1856 United States Dollar Value
A 1856 United States Dollar is worth roughly $116 to $1,256 depending on its condition, and its metal content alone is worth $116 as of 2026-06-01 The figures below break the range down grade by grade.
Public domain image (struck or printed before 1926). Click to enlarge.
Melt estimated at the US 0.900 gold standard.
1856 United States Dollar value by grade
| Grade | Estimated value |
|---|---|
| Melt value floor(metal content, 2026-06-01) | $116.31 |
| Good (G-4) | $116 to $140 |
| Very Good (VG-8) | $116 to $144 |
| Fine (F-12) | $116 to $151 |
| Very Fine (VF-20) | $116 to $161 |
| Extremely Fine (XF-40) | $129 to $181 |
| About Uncirculated (AU-50) | $158 to $223 |
| Mint State (MS-60) | $218 to $307 |
| Choice Unc (MS-63) | $346 to $489 |
| Gem Unc (MS-65) | $890 to $1,256 |
Estimated retail range, updated 2026-06-13. Estimates are modeled from mintage rarity and metal content, not auction records. Actual sale prices vary with certification, eye appeal and market timing.

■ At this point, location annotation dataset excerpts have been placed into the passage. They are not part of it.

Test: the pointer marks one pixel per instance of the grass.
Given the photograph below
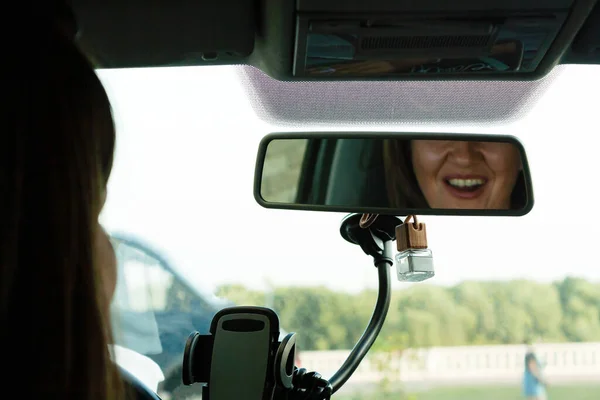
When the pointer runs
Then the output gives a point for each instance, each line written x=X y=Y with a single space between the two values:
x=562 y=392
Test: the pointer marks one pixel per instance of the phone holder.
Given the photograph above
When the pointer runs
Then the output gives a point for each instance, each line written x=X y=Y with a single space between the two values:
x=242 y=358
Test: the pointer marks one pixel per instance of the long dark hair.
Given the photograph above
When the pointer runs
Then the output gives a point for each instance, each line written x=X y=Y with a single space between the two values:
x=402 y=187
x=57 y=152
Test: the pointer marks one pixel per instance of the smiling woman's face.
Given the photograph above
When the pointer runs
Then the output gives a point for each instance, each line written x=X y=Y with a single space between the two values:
x=467 y=175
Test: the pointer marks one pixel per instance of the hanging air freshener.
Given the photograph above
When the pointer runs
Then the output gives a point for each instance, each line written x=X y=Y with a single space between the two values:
x=414 y=261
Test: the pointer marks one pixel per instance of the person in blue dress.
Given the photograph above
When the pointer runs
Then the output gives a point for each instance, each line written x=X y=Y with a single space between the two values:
x=534 y=384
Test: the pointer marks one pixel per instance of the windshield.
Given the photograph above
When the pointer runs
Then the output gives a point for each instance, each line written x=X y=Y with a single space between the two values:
x=182 y=185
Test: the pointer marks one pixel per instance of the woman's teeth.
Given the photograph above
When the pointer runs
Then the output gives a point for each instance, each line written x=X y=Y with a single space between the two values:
x=466 y=183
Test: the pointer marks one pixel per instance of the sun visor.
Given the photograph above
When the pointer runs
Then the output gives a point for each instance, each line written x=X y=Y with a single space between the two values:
x=433 y=39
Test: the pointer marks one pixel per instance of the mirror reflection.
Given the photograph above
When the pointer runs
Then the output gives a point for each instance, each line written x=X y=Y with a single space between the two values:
x=395 y=173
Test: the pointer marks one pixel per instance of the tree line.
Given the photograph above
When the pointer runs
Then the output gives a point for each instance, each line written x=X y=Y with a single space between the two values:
x=423 y=315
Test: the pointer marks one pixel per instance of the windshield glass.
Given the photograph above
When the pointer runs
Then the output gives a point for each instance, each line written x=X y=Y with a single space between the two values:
x=181 y=194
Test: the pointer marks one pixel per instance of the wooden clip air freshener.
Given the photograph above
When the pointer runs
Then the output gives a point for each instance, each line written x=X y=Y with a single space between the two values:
x=414 y=261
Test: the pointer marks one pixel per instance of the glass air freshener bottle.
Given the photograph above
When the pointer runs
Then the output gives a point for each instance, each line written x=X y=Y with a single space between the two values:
x=414 y=261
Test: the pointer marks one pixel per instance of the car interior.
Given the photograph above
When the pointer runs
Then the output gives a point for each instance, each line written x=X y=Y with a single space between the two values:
x=334 y=76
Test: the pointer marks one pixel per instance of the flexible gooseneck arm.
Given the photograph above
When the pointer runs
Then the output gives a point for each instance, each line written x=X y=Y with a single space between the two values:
x=370 y=334
x=377 y=240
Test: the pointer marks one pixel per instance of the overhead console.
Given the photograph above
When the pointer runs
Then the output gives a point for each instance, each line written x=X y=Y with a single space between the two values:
x=428 y=39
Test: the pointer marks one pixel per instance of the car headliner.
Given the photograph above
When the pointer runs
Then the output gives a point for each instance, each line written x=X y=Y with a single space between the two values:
x=363 y=104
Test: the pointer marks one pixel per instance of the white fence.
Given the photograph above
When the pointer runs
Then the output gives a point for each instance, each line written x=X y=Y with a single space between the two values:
x=565 y=362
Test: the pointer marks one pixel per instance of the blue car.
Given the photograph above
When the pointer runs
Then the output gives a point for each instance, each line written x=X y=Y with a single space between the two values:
x=155 y=309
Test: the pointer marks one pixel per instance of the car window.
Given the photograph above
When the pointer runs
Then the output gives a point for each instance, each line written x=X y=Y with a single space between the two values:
x=182 y=183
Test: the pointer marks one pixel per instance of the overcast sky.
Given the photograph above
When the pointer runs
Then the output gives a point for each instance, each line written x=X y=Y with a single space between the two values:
x=184 y=169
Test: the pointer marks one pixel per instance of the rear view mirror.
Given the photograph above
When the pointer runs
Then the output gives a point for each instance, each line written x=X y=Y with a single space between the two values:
x=394 y=173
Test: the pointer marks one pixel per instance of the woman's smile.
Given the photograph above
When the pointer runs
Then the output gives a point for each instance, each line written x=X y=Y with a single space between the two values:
x=467 y=175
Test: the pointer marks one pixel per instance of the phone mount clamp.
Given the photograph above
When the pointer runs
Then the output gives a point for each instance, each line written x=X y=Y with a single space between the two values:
x=242 y=356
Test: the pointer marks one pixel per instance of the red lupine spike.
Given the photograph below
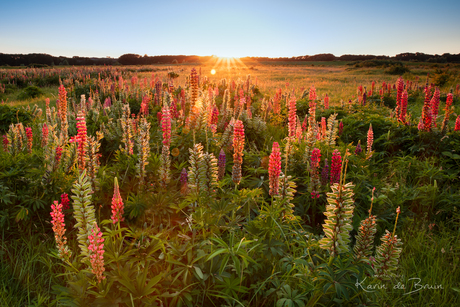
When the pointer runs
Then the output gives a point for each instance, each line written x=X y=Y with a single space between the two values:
x=274 y=169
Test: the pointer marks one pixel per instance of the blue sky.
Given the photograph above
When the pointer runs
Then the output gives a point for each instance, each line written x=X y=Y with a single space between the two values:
x=229 y=28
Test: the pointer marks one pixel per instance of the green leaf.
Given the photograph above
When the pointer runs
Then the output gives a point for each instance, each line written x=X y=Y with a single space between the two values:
x=198 y=272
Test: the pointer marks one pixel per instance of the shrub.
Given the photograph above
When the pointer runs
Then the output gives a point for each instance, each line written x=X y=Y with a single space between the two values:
x=397 y=69
x=10 y=115
x=30 y=92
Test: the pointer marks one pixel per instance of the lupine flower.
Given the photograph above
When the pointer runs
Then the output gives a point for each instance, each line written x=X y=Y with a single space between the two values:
x=358 y=149
x=145 y=105
x=29 y=139
x=159 y=116
x=388 y=253
x=370 y=139
x=274 y=169
x=82 y=140
x=315 y=157
x=312 y=94
x=402 y=115
x=292 y=124
x=175 y=152
x=183 y=180
x=325 y=173
x=435 y=106
x=457 y=124
x=214 y=119
x=44 y=135
x=48 y=110
x=107 y=102
x=447 y=111
x=96 y=249
x=158 y=86
x=62 y=103
x=183 y=176
x=5 y=143
x=305 y=123
x=326 y=102
x=425 y=120
x=194 y=87
x=400 y=88
x=59 y=230
x=58 y=154
x=336 y=166
x=314 y=177
x=166 y=126
x=323 y=128
x=65 y=201
x=365 y=238
x=221 y=164
x=276 y=102
x=173 y=108
x=117 y=204
x=238 y=146
x=340 y=128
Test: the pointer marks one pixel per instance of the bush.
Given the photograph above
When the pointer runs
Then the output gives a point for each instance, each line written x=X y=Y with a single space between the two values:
x=10 y=115
x=31 y=92
x=397 y=69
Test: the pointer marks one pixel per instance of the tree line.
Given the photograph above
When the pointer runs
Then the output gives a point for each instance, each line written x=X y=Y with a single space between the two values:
x=41 y=59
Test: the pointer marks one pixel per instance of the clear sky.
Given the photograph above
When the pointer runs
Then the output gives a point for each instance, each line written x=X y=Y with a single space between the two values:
x=229 y=28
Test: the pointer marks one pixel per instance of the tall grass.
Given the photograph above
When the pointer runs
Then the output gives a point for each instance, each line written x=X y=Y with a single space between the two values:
x=27 y=272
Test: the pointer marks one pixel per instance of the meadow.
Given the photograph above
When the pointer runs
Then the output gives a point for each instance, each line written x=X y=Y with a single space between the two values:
x=230 y=183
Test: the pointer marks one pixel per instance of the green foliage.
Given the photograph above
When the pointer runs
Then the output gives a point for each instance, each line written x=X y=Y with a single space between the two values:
x=221 y=244
x=12 y=115
x=30 y=92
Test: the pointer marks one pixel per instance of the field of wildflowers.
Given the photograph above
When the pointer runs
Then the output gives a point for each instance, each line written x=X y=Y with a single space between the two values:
x=169 y=186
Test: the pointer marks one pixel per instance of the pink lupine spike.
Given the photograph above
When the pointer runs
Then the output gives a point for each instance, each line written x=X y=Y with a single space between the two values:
x=274 y=169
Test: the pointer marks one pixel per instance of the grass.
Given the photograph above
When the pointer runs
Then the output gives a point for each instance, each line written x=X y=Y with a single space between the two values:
x=429 y=268
x=13 y=99
x=430 y=252
x=27 y=273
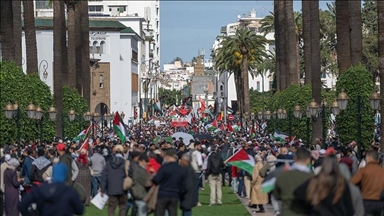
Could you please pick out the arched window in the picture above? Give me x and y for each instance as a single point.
(102, 47)
(94, 47)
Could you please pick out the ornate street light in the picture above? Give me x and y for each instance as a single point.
(31, 111)
(335, 108)
(297, 111)
(267, 115)
(342, 100)
(313, 108)
(52, 113)
(72, 115)
(375, 99)
(38, 113)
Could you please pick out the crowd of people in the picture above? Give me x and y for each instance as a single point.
(141, 177)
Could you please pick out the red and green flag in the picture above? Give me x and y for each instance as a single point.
(118, 126)
(242, 160)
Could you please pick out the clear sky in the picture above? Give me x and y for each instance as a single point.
(189, 26)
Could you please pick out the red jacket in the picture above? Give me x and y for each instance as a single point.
(153, 166)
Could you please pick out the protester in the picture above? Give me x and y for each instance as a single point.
(54, 199)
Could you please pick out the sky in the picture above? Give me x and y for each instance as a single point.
(188, 26)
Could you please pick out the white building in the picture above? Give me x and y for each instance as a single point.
(113, 49)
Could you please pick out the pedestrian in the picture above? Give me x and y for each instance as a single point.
(97, 167)
(258, 198)
(371, 180)
(141, 184)
(214, 171)
(84, 176)
(187, 199)
(54, 199)
(112, 182)
(171, 181)
(328, 192)
(11, 187)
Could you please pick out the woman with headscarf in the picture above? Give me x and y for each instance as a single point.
(327, 193)
(11, 187)
(84, 177)
(257, 196)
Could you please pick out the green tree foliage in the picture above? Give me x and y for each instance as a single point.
(356, 81)
(168, 97)
(24, 89)
(72, 100)
(16, 87)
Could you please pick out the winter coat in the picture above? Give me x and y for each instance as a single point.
(39, 166)
(113, 176)
(53, 199)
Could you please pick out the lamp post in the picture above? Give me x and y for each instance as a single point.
(374, 99)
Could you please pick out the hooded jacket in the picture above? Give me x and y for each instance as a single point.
(53, 199)
(39, 166)
(113, 176)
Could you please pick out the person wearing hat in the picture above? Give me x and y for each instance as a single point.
(59, 199)
(171, 180)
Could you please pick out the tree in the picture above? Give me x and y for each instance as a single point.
(30, 36)
(237, 55)
(356, 81)
(343, 35)
(380, 12)
(356, 33)
(6, 30)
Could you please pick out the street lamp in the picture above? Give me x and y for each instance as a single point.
(374, 100)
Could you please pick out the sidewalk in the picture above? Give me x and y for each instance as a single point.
(268, 208)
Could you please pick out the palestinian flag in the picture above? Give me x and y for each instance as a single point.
(118, 126)
(82, 134)
(242, 160)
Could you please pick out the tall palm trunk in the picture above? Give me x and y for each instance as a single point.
(30, 37)
(59, 53)
(356, 33)
(380, 11)
(71, 45)
(17, 31)
(245, 79)
(85, 62)
(315, 62)
(343, 38)
(290, 44)
(280, 41)
(7, 40)
(307, 41)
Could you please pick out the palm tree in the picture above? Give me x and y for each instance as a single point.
(59, 58)
(307, 41)
(356, 32)
(380, 12)
(17, 31)
(237, 55)
(6, 31)
(315, 62)
(30, 36)
(71, 6)
(343, 36)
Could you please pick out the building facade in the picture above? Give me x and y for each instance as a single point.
(114, 63)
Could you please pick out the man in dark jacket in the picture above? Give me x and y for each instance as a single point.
(39, 166)
(187, 199)
(54, 199)
(112, 181)
(214, 168)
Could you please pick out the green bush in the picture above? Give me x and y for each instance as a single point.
(16, 86)
(356, 81)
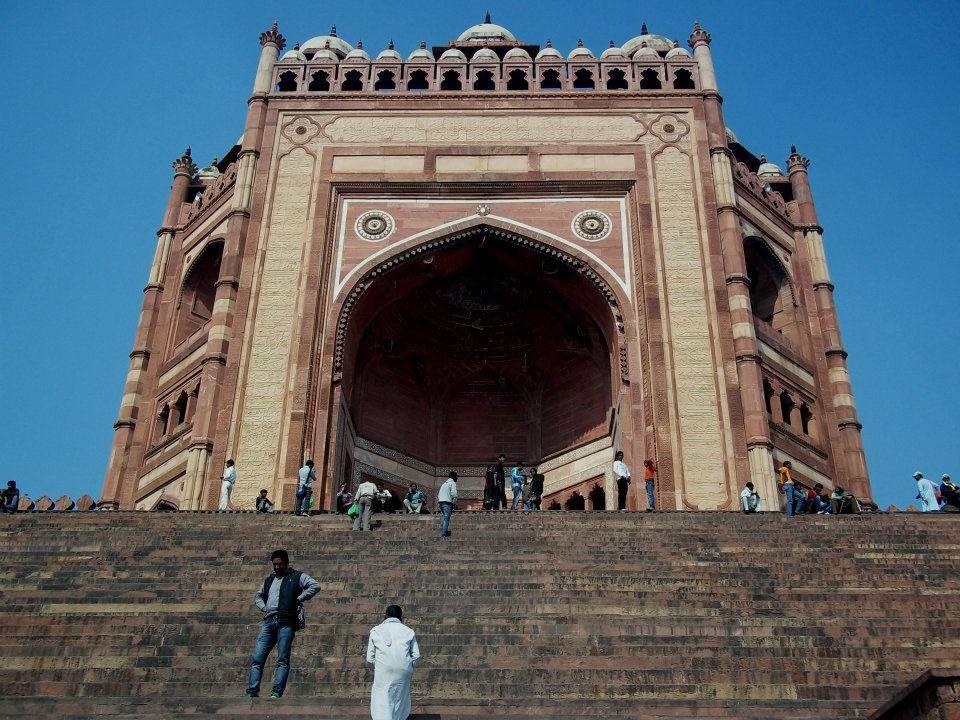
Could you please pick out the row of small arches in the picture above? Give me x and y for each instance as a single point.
(451, 80)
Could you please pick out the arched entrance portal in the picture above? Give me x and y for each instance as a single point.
(487, 343)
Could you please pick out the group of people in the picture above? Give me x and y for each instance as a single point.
(944, 498)
(392, 650)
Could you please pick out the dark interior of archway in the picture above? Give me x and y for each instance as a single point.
(480, 349)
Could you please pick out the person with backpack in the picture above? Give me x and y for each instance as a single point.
(393, 653)
(281, 600)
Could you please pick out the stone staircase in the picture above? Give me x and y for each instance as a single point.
(519, 615)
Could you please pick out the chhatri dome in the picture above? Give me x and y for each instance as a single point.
(487, 30)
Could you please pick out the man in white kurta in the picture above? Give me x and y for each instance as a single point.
(393, 652)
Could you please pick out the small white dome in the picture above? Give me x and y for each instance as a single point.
(487, 30)
(358, 54)
(580, 52)
(339, 46)
(453, 55)
(646, 53)
(421, 54)
(549, 53)
(294, 55)
(612, 52)
(768, 169)
(327, 55)
(517, 54)
(390, 54)
(485, 54)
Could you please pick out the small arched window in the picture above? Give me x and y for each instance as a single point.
(288, 82)
(583, 80)
(616, 79)
(650, 80)
(518, 80)
(451, 81)
(319, 82)
(550, 80)
(768, 393)
(683, 80)
(418, 80)
(385, 81)
(199, 292)
(352, 81)
(806, 419)
(786, 407)
(180, 409)
(484, 81)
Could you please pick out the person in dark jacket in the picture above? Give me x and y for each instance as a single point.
(280, 599)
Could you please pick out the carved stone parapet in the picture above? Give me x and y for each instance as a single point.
(699, 36)
(796, 162)
(273, 36)
(184, 165)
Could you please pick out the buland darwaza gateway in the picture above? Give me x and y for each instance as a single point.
(410, 265)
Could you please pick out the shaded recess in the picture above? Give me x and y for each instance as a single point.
(480, 348)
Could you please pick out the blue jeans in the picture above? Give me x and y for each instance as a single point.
(271, 634)
(303, 501)
(795, 499)
(447, 510)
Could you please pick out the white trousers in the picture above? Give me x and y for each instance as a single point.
(225, 489)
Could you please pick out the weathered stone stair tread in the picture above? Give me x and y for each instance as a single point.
(666, 615)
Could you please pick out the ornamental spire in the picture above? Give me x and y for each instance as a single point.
(698, 36)
(273, 36)
(184, 165)
(796, 161)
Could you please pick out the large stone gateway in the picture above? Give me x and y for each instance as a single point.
(407, 266)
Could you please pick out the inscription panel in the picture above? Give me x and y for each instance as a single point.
(701, 452)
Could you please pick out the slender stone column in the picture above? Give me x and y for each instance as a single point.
(853, 470)
(759, 444)
(197, 489)
(184, 169)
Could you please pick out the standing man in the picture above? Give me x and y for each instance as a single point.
(926, 493)
(281, 601)
(622, 473)
(516, 484)
(536, 488)
(227, 480)
(501, 478)
(364, 498)
(393, 652)
(305, 489)
(446, 498)
(413, 500)
(794, 496)
(649, 475)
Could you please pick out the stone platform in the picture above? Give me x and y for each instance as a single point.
(549, 615)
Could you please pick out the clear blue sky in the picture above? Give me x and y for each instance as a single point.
(102, 96)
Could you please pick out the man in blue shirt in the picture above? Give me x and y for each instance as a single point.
(516, 484)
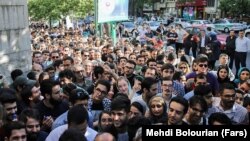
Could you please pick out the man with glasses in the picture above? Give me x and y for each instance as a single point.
(167, 90)
(54, 55)
(202, 67)
(15, 131)
(98, 101)
(196, 110)
(52, 106)
(30, 117)
(200, 79)
(242, 46)
(237, 113)
(245, 87)
(76, 97)
(168, 71)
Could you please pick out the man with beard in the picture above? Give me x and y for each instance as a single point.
(30, 117)
(76, 97)
(9, 101)
(31, 95)
(98, 101)
(129, 71)
(119, 113)
(149, 89)
(14, 131)
(178, 107)
(196, 110)
(167, 90)
(81, 80)
(77, 119)
(237, 113)
(52, 106)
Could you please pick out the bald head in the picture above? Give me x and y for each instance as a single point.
(104, 137)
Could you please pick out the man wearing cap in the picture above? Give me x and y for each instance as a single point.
(76, 97)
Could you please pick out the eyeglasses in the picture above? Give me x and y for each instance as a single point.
(80, 71)
(106, 120)
(229, 96)
(203, 65)
(168, 85)
(129, 67)
(81, 94)
(197, 110)
(55, 57)
(158, 106)
(169, 71)
(100, 91)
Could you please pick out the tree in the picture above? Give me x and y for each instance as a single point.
(235, 7)
(56, 9)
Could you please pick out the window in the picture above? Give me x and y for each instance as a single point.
(210, 3)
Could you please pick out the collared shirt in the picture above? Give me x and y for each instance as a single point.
(238, 114)
(242, 44)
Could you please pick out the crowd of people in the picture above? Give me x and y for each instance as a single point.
(84, 87)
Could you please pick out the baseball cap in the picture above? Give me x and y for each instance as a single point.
(23, 81)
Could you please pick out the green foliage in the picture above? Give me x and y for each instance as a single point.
(56, 9)
(235, 7)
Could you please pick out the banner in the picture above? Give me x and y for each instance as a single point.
(112, 10)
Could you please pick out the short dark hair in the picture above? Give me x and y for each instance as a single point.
(47, 85)
(224, 86)
(77, 115)
(202, 90)
(182, 101)
(68, 74)
(168, 66)
(105, 83)
(219, 117)
(57, 63)
(15, 125)
(200, 76)
(120, 103)
(70, 59)
(7, 95)
(120, 58)
(150, 60)
(148, 82)
(98, 70)
(132, 62)
(72, 134)
(202, 58)
(198, 100)
(78, 94)
(29, 113)
(15, 73)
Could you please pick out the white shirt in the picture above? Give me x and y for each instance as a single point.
(56, 133)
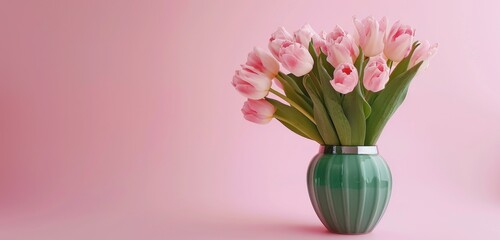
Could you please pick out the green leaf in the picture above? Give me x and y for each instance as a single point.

What is the 1856 United States Dollar selling for today?
In worn but collectible condition (Good-4), a 1856 United States Dollar starts around $116. From there, value climbs with every grade step: a gem Mint State example (MS-65) can reach $1,256. Most coins found in old collections fall somewhere between Very Fine and About Uncirculated, the middle rows of the table above.
1856 United States Dollar specifications
- Series
- United States Coinage
- Year
- 1856
- Mint mark
- None (Philadelphia)
- Mintage
- Not recorded
- Composition
- Gold
- Weight
- 1.2 g
- Diameter
- 15 mm
- Gold content
- 0.03472 troy oz
The missing mint mark, explained
Philadelphia struck the 1856 United States Dollar, and Philadelphia coins of this period carry no mint mark at all. An empty space at the usual mint mark position (see the series guide) confirms a Philadelphia strike, not a flaw.
Why the 1856 United States Dollar is worth money
Documented examples of the 1856 United States Dollar in our reference database anchor what we know about this issue. Mintage records are incomplete, so collector demand and surviving population drive its market.
With 0.0347 oz of fine gold inside ($116 of metal at today's prices), a 1856 United States Dollar can never trade below its bullion value, and rarer dates stack collector premiums on top.
There is history in a 1856 United States Coinage as well. Documented United States coin types preserved in museum collections, with measured specifications for each date, denomination and mint. That backdrop keeps the series among the most actively collected in American numismatics.
1856 United States Dollar inscriptions & design
Obverse
UNITED STATES OF AMERICA
head of Liberty l. wearing bonnet
Reverse
1 / DOLLAR / 1856 in 3 lines
wreath of corn stalks, value within
Measured 1856 United States Dollar specimens
11 physically measured 1856 United States Dollar examples in our reference database. Real measured weights and die axes let you authenticate a coin against the 1.2 g, 15 mm minting standard.
| Specimen | Weight | Diameter | Die axis | References |
|---|---|---|---|---|
| 1856 United States Dollar #1 | 1.672 g | 15 mm | - | Friedberg.USA.94, Breen.6047 |
| 1856 United States Dollar #2 | 1.675 g | 14.75 mm | - | Friedberg.USA.94, Breen.6046 |
| 1856 United States Dollar #3 | 1.681 g | 15 mm | - | Friedberg.USA.94, Breen.6046 |
| 1856 United States Dollar #4 | 1.669 g | 15 mm | - | Friedberg.USA.94, Breen.6047 |
| 1856 United States Dollar #5 | 1.661 g | 14.8 mm | 6 h | Breen.Encyclopedia.6047 |
| 1856 United States Dollar #6 | - | - | - | Osburn-Cushing.P1, Breen.5453 |
| 1856 United States Dollar #7 | 1.019 g | 15 mm | - | Breen.6048 ctft. |
| 1856 United States Dollar #8 | 0.857 g | 15 mm | - | Breen.6046 ctft. |
| 1856 United States Dollar #9 | 1.12 g | 15 mm | - | Friedberg.USA.94 (fake), Breen.6047 (fake) |
| 1856 United States Dollar #10 | 1.08 g | 15 mm | - | Friedberg.USA.94 (fake), Breen.6047 (fake) |
| 1856 United States Dollar #11 | 1.2 g | 15 mm | - | Friedberg.USA.94 (fake), Breen.6047 (fake) |
Specifications compiled from documented museum specimens. See our data & methodology page.
Summary: the 1856 United States Dollar is valued between $116 and $1,256 as of 2026-06-13. Estimates combine mintage rarity, key-date status and metal content; they are editorial guidance, not an offer to buy.